Los niños y los jóvenes escolares de Colombia vivieron entre los años 2019 y 2021 un tiempo inolvidable para sus vidas, y no precisamente por gratos acontecimientos. Fueron tres años de pandemia que estropearon uno de los más bellos sucesos que puede vivir un ser humano: los aprendizajes. Aprender nos hace libres, el conocimiento emancipa, la verdad dignifica, la cultura empodera, y todo eso fue arrasado por la COVID-19.
No podría precisar para quiénes fue más trágica la situación, si para los infantes que empezaron su vida escolar en las deprimentes condiciones de la “virtualidad” (me refiero a los niños de grado preescolar), si para quienes vivieron el infortunio de ver cerrar las puertas de la escuela, o si para aquellos que vieron cómo gélidamente se apagaba el led de su pantalla luego de graduarse como bachilleres.
En un artículo anterior hacía referencia a las consecuencias que había dejado la pandemia en las escuelas colombianas, y mencionaba el altísimo costo en términos de desarrollo cognitivo, maduración de aprendizajes, desarrollos psicomotores, deterioro de habilidades artísticas y el gravísimo problema de salud mental y de competencias socioemocionales. La misma Corte Constitucional le ordenó al Ministerio de Educación Nacional que interviniera, mediante estrategias de política pública, los nefastos rezagos que había dejado la pandemia en las escuelas del país. El plazo fue perentorio: seis meses, y sin embargo llevamos más de un año sin la urgente intervención.

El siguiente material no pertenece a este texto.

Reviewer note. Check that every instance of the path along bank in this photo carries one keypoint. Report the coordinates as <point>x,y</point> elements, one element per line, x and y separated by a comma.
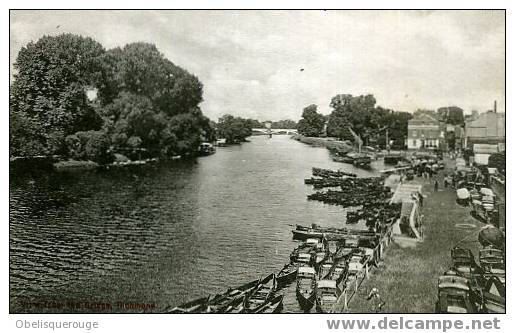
<point>407,277</point>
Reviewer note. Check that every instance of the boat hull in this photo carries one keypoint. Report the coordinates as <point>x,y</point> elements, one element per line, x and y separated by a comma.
<point>306,301</point>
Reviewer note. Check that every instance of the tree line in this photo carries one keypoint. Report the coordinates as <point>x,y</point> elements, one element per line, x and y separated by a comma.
<point>73,98</point>
<point>369,121</point>
<point>143,101</point>
<point>360,114</point>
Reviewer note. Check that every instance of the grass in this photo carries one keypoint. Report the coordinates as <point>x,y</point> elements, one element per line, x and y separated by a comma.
<point>407,278</point>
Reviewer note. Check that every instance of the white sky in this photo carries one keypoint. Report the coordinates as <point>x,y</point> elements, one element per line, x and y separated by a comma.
<point>250,61</point>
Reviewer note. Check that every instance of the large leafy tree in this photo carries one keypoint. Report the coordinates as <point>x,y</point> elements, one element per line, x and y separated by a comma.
<point>312,122</point>
<point>233,129</point>
<point>48,95</point>
<point>348,110</point>
<point>151,103</point>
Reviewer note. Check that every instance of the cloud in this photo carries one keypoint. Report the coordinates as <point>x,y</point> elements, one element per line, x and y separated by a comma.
<point>250,61</point>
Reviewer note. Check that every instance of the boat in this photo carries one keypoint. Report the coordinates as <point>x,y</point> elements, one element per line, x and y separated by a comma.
<point>360,160</point>
<point>236,306</point>
<point>492,262</point>
<point>274,306</point>
<point>332,246</point>
<point>262,294</point>
<point>339,272</point>
<point>394,159</point>
<point>464,262</point>
<point>494,296</point>
<point>302,232</point>
<point>196,306</point>
<point>463,196</point>
<point>487,192</point>
<point>287,274</point>
<point>325,268</point>
<point>306,287</point>
<point>327,296</point>
<point>206,148</point>
<point>343,159</point>
<point>216,303</point>
<point>355,265</point>
<point>321,254</point>
<point>492,236</point>
<point>454,295</point>
<point>220,303</point>
<point>305,252</point>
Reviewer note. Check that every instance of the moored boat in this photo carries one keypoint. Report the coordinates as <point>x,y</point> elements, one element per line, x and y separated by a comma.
<point>274,306</point>
<point>463,196</point>
<point>306,287</point>
<point>491,236</point>
<point>327,296</point>
<point>262,294</point>
<point>196,306</point>
<point>287,274</point>
<point>454,295</point>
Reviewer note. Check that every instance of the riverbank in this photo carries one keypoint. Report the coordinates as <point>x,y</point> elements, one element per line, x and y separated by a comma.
<point>407,278</point>
<point>329,143</point>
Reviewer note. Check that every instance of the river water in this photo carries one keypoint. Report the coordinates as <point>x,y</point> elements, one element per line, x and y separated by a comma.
<point>166,233</point>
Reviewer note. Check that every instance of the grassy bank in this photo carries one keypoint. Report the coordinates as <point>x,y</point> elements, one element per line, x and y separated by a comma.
<point>407,278</point>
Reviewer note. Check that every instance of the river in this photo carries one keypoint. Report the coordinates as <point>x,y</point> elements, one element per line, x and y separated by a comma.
<point>165,233</point>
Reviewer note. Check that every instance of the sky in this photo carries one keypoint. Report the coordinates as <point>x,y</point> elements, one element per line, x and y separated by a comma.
<point>269,65</point>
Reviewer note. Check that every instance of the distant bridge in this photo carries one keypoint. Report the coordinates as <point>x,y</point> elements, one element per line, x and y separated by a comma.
<point>274,131</point>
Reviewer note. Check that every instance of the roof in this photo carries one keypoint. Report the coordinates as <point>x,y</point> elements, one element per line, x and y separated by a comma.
<point>423,119</point>
<point>326,284</point>
<point>487,191</point>
<point>306,270</point>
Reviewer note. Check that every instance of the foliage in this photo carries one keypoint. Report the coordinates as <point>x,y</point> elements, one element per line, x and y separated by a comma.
<point>143,101</point>
<point>233,129</point>
<point>498,160</point>
<point>451,115</point>
<point>89,145</point>
<point>350,111</point>
<point>312,122</point>
<point>366,120</point>
<point>47,94</point>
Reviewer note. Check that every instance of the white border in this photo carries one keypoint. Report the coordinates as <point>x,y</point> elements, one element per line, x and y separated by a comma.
<point>235,323</point>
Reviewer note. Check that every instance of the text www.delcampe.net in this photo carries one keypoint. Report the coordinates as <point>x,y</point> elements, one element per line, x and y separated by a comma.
<point>413,324</point>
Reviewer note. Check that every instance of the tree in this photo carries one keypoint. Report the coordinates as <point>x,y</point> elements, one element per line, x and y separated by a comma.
<point>312,122</point>
<point>89,145</point>
<point>48,92</point>
<point>348,110</point>
<point>145,95</point>
<point>233,129</point>
<point>452,115</point>
<point>284,124</point>
<point>143,101</point>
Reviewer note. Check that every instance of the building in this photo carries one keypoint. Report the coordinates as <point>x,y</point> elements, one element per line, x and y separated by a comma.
<point>488,128</point>
<point>425,132</point>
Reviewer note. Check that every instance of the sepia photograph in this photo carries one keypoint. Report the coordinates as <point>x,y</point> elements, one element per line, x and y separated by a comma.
<point>257,162</point>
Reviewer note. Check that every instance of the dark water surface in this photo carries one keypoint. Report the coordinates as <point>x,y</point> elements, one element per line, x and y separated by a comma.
<point>166,233</point>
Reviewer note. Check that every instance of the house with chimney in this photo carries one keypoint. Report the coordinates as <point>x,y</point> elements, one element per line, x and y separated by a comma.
<point>425,132</point>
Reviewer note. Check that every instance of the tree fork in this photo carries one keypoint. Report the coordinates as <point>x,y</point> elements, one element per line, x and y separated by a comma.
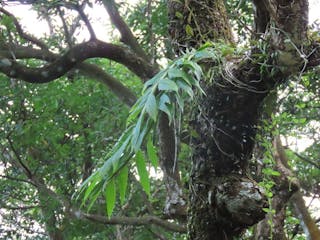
<point>223,201</point>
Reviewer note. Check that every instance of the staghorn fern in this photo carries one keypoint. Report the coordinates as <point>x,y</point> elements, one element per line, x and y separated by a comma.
<point>166,92</point>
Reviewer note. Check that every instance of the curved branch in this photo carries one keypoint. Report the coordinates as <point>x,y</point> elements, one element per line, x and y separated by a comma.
<point>22,34</point>
<point>74,56</point>
<point>127,36</point>
<point>84,18</point>
<point>121,91</point>
<point>135,221</point>
<point>90,70</point>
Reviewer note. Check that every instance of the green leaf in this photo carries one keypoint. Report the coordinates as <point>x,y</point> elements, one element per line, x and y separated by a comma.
<point>175,73</point>
<point>151,107</point>
<point>152,154</point>
<point>123,183</point>
<point>189,30</point>
<point>270,172</point>
<point>110,197</point>
<point>167,85</point>
<point>179,15</point>
<point>186,88</point>
<point>164,100</point>
<point>142,171</point>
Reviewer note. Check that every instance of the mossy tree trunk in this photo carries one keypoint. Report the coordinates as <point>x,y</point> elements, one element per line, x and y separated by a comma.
<point>223,200</point>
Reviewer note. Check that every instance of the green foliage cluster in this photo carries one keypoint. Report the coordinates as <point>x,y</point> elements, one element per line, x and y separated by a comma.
<point>166,93</point>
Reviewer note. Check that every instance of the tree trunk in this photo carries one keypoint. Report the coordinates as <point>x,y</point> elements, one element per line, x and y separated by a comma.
<point>223,200</point>
<point>48,216</point>
<point>308,224</point>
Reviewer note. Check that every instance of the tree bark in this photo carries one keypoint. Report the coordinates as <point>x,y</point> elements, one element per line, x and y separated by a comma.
<point>223,200</point>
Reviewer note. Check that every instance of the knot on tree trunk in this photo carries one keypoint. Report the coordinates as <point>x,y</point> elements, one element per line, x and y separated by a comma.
<point>239,202</point>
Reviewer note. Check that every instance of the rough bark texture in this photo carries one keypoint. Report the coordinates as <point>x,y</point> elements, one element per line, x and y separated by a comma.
<point>306,221</point>
<point>175,205</point>
<point>223,201</point>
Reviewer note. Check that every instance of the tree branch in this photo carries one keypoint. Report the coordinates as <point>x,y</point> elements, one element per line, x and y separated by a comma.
<point>84,18</point>
<point>127,36</point>
<point>74,56</point>
<point>87,69</point>
<point>134,221</point>
<point>22,34</point>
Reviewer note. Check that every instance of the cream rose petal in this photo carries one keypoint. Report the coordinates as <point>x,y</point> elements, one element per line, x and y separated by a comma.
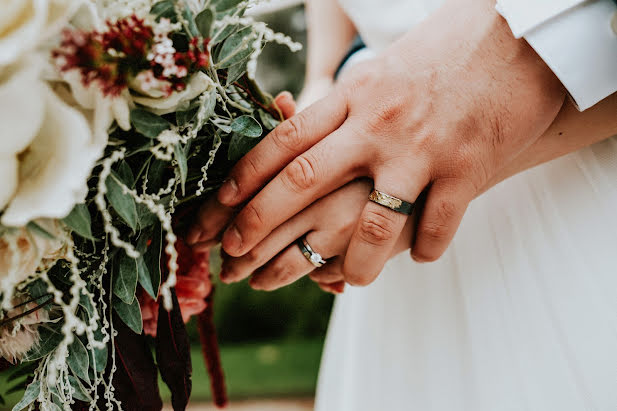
<point>55,169</point>
<point>21,27</point>
<point>198,83</point>
<point>21,106</point>
<point>8,179</point>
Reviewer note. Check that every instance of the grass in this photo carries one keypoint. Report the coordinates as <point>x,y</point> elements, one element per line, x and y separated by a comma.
<point>281,369</point>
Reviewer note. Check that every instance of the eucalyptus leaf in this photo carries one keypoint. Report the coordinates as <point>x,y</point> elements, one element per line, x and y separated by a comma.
<point>237,48</point>
<point>267,120</point>
<point>239,146</point>
<point>247,126</point>
<point>130,314</point>
<point>163,9</point>
<point>80,221</point>
<point>223,5</point>
<point>31,393</point>
<point>152,258</point>
<point>79,391</point>
<point>40,231</point>
<point>204,22</point>
<point>125,279</point>
<point>78,359</point>
<point>148,124</point>
<point>126,174</point>
<point>236,72</point>
<point>180,156</point>
<point>143,275</point>
<point>124,204</point>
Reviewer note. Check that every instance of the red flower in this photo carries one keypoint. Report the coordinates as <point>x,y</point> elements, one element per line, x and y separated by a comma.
<point>192,287</point>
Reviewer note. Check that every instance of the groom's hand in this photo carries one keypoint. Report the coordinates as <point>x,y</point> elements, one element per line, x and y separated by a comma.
<point>444,108</point>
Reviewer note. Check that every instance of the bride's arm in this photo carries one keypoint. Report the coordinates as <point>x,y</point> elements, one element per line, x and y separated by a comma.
<point>571,131</point>
<point>330,33</point>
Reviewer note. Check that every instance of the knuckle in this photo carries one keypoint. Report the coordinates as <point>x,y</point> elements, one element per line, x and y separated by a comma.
<point>301,173</point>
<point>434,231</point>
<point>376,227</point>
<point>423,255</point>
<point>254,257</point>
<point>252,218</point>
<point>287,135</point>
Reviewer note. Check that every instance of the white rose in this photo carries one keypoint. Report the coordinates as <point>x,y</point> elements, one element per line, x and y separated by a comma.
<point>23,252</point>
<point>26,24</point>
<point>160,103</point>
<point>47,151</point>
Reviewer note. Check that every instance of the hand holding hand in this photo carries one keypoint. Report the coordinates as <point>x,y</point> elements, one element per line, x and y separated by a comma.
<point>445,107</point>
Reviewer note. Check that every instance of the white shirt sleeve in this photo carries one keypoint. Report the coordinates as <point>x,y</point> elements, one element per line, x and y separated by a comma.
<point>574,38</point>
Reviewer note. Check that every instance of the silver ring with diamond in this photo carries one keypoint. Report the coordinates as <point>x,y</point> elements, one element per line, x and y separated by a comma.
<point>310,254</point>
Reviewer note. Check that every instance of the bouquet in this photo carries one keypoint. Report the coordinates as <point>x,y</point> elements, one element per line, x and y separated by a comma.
<point>117,117</point>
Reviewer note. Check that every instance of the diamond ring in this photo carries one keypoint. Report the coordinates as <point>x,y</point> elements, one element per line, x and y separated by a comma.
<point>308,252</point>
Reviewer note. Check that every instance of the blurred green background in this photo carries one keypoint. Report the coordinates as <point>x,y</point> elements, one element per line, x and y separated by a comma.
<point>271,343</point>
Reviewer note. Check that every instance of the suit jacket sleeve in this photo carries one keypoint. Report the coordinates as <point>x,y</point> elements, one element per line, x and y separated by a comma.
<point>576,40</point>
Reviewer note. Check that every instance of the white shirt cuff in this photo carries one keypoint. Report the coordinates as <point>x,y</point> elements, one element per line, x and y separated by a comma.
<point>578,44</point>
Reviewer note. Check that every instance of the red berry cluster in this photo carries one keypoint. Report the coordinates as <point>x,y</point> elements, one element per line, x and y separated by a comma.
<point>113,57</point>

De manera semejante, en otro artículo publicado algunos meses atrás mencionaba el mínimo afán del Gobierno por la reactivación del sector educativo, principalmente en los niveles de educación preescolar y educación básica y media. Todos los sectores merecieron estrategias y una formulación política de reactivación, la cual comprometía recursos, nuevas normativas con beneficios tributarios, sistemas blandos de financiamiento, etc. Pero como siempre, en nuestro país la educación no mereció una atención prioritaria y fue el único sector que no contó con estrategias responsables de reactivación.
La escuela se cerró en marzo de 2020 y se abrió de nuevo en enero de 2022 como si nada hubiese sucedido. Pero la verdad es que fueron innumerables las consecuencias que afectaron la salud física, mental, emocional y psicológica de nuestros niños y de sus maestros. Llevamos más de un año haciendo frente de manera solitaria a esta situación que no ha sido para nada fácil. Además de que alto Gobierno no ha cumplido el mandato de la Corte Constitucional, tampoco el poder legislativo ha llevado a cabo el control político pertinente, y por eso los maestros de nuestro país enfrentan hoy los efectos devastadores de la COVID-19 sin las herramientas adecuadas.
Lo más triste de todo es que ante una deuda histórica que nadie cobra, pareciera ser que la suerte de los niños escolares de Colombia no tiene doliente, y que solo las deudas que son tasables en unidades económicas como el peso, el dólar o el euro, son cobrables y pagables, mientras que aquellas que se miden en indicadores de bienestar personal, desarrollo humano, inteligencia emocional y nivel de felicidad no son ni lo uno ni lo otro. No entiendo cómo ni mucho menos por qué una situación que afecta anualmente a más de diez millones de colombianos no merece la atención urgente de todo el país. La cifra es alarmante: estamos condenados a sufrir estas consecuencias durante catorce años consecutivos, y apenas llevamos uno y medio. Terminará en 2036, cuando se gradúen de la educación media los niños que hoy están en jardín. Diez millones de escolares al año durante catorce años son ciento cuarenta millones de vidas humanas afectadas. ¡Pero nadie reclama, nadie exige explicación, nadie repudia tanta insensibilidad nacional! Razón tienen los que dicen: “Esa es la escuela que se merecen”.